The two companies will carry out a phase 2 trial of Libtayo (cemiplimab) alongside BioNTech’s mRNA cancer immunotherapy BNT111, which is designed to stimulate immune responses against four cancer-related antigens: NY-ESO-1, MAGE-A3, tyrosinase, and TPTE.
The recruitment of BioNTech as a partner in melanoma comes after Regeneron and Sanofi decided to abandon development of Libtayo with their recently-approved anti-CD38 drug Sarclisa (isatuximab) in that indication.
Melanoma was the first cancer to be targeted by the checkpoint inhibitor class several years ago when Bristol-Myers Squibb’s Opdivo (nivolumab) and Merck & Co/MSD’s Keytruda (pembrolizumab) were both approved as second-line treatments for the disease within a few weeks of each other.
Since then, PD-1/PD-L1 inhibitors have moved into the first-line setting, and at the moment the combination of Opdivo and BMS’ CTLA4 inhibitor Yervoy (ipilimumab) – another immune checkpoint inhibitor – has become the go-to therapy for many oncologists.
The problem is that while 30% to 40% of melanoma patients get a long-lasting response to checkpoint inhibitor therapy, in the majority the drugs either don’t work at all or lose their potency over time allowing the cancer to come back.
Regeneron and BioNTech are hoping that adding BNT111 to anti-PD-1 therapy with Libtayo will overcome the resistance mechanisms that are present in some tumours, and increase the proportion of patients who respond to immunotherapy.
The phase 2 trial will recruit patients with advanced melanoma that can’t be treated with surgery who are refractory to or have relapsed after PD-1 drugs, and the costs of running it will be shared by the two partners. It is due to start before the end of the year.

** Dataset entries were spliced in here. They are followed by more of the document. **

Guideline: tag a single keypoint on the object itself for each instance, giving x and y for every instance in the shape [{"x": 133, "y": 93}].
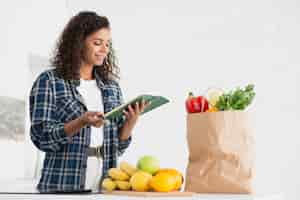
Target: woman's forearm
[{"x": 74, "y": 126}]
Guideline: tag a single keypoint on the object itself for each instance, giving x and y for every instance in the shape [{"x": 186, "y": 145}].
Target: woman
[{"x": 67, "y": 105}]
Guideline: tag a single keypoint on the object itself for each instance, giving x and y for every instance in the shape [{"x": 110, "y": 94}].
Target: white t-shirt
[{"x": 93, "y": 100}]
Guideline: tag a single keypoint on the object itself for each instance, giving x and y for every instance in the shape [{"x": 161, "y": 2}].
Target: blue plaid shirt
[{"x": 53, "y": 102}]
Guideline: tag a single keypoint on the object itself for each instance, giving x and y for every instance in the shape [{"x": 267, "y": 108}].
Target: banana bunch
[{"x": 119, "y": 177}]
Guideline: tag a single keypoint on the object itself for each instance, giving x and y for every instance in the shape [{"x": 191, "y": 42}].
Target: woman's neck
[{"x": 86, "y": 72}]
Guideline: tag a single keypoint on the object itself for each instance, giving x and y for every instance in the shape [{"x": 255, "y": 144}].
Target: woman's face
[{"x": 97, "y": 47}]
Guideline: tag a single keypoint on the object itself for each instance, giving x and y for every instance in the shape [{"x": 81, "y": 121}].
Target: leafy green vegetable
[{"x": 238, "y": 99}]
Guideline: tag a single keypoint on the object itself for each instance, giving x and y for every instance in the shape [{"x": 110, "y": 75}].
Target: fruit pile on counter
[{"x": 145, "y": 176}]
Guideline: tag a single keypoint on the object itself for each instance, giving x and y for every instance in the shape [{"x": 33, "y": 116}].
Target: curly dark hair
[{"x": 69, "y": 50}]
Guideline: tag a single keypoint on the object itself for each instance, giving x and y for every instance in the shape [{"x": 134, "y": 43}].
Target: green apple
[{"x": 148, "y": 164}]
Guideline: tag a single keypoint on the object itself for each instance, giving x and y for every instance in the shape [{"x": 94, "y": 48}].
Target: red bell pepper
[{"x": 196, "y": 104}]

“The combination of Libtayo and BNT111…has the potential to augment the immune system’s ability to effectively recognise melanoma in multiple ways and hopefully improve immune targeting to control the cancer,” commented Regeneron’s head of translational science and oncology Israel Lowy.
Libtayo was a late entrant into the PD-1/PD-L1 inhibitor market and while it has been able to carve out a small niche in cutaneous squamous cell carcinoma (CSCC), another form of skin cancer, it’s still a bit player.
Sanofi reported ex-US sales of €27 million ($32 million) for Libtayo in the first half of this year. Regeneron records US sales, but isn’t due to report its second quarter until later this week. It made just under $62 million from the drug in the first quarter.
The two partners are hoping to grow the drug with new indications such as basal cell carcinoma – another form of skin cancer – and non-small cell lung cancer (NSCLC), although they will face still competition in the latter from Merck’s market leader Keytruda.
Meanwhile, BNT111 is the lead candidate in BioNTech’s FixVacc cancer vaccines programme, which dominates its pipeline despite the recent close attention to the German biotech’s coronavirus candidate, partnered with Pfizer.
It is one of five FixVacc vaccines in early-stage clinical testing, along with candidates for prostate, head and neck, ovarian and triple-negative breast cancer.